I shut my eyes and blew out the flickering flame.

Noah furrowed his brows. “You just broke the rules.”

“I like breaking rules if you haven’t noticed already.”

“What did you wish for?”

“If I tell you, it won’t come true.”

He chuckled.

“What’s so funny?”

“I tricked you into making a birthday wish.”

“Technically, it’s no longer my birthday, so it wasn’t a birthday wish—and you didn’t trick me.”

“I was, and I’m still serious about getting you whatever you want, but I knew you wouldn’t make any demands.”

It was true, he was right. It felt odd to ask him to buy me expensive things. I’d learned at a very young age that if I made such requests, I’d get punished—by Rob.

“I wish you would let me spoil you,” Noah sighed. “If it was up to me, I would.”

“I don’t need extravagant gifts to be happy.”

He stared at me inquisitively and then stood up. “Hold that thought. I’ll be right back.”

I assumed he took a bathroom break, but he quickly returned and sat across from me again. Kate Miller began to sing “Feed TheLight” from the docked iPod that was mounted on the marble backsplash. Her voice was magic.

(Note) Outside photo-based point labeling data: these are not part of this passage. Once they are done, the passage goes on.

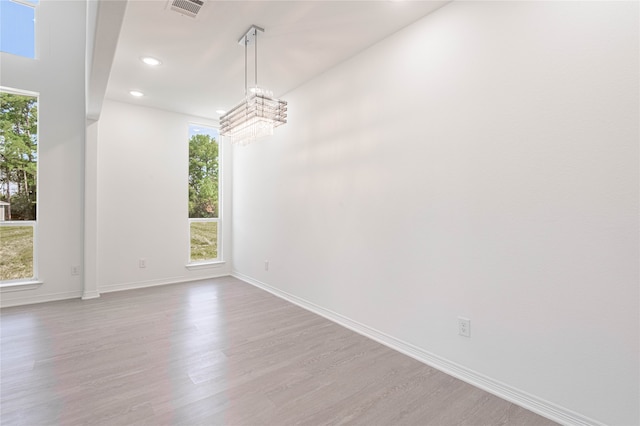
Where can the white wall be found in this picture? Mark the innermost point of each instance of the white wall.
(482, 163)
(142, 198)
(58, 76)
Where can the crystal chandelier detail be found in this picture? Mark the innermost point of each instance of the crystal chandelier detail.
(258, 113)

“What are you hiding behind your back?” I asked.

Noah smiled and revealed … a toy model … of a car. He set it on the counter and slowly rolled it toward me.

“I knew you’d get mad if I bought you something super expensive, so I decided on a more sensible gift.” He pointed at the toy. “That’s a ’69 Pontiac Firebird Trans Am.”

I inspected the toy, rolling it on its wheels back and forth. It looked like it was approximately ten inches in length. “ … Thanks,” I finally said. My tomboy phase had long passed. I was sure the twelve year old me would have appreciated the present.

“Your name is on the license plate,” said Noah.

I looked at the back, and sure enough, there it was. The color of the body was pretty. It was a candy red with a black phoenix painted on the hood.

“I used to have a car like this back in college.” He stood up and sat on a stool next to me. “It was the love of my life at the time.”

At the time?Did that mean that Vanessa was the love of his life now? Where did I stand in his estimation? I wondered how many women he had made love to in that convertible. Did he still have it? I had not seen it among his collection in the garage. A car like that was definitely a chick magnet. I imagined for a moment, a younger Noah in his early twenties, driving the vintage vehicle on a bright sunny day, shades on, looking Hollywood-cool.

“Do you still have the car?” Curiosity got the best of me.

“No.”

“What happened to it?”

“I almost considered selling it to pay off some—ah—debtsI owed a few dealers. I didn’t want to go to my father for help.”

It was still difficult for me to grasp that he had a drug addiction at one point in his life. I just could not imagine Noah being anyone else other than the man he was at present.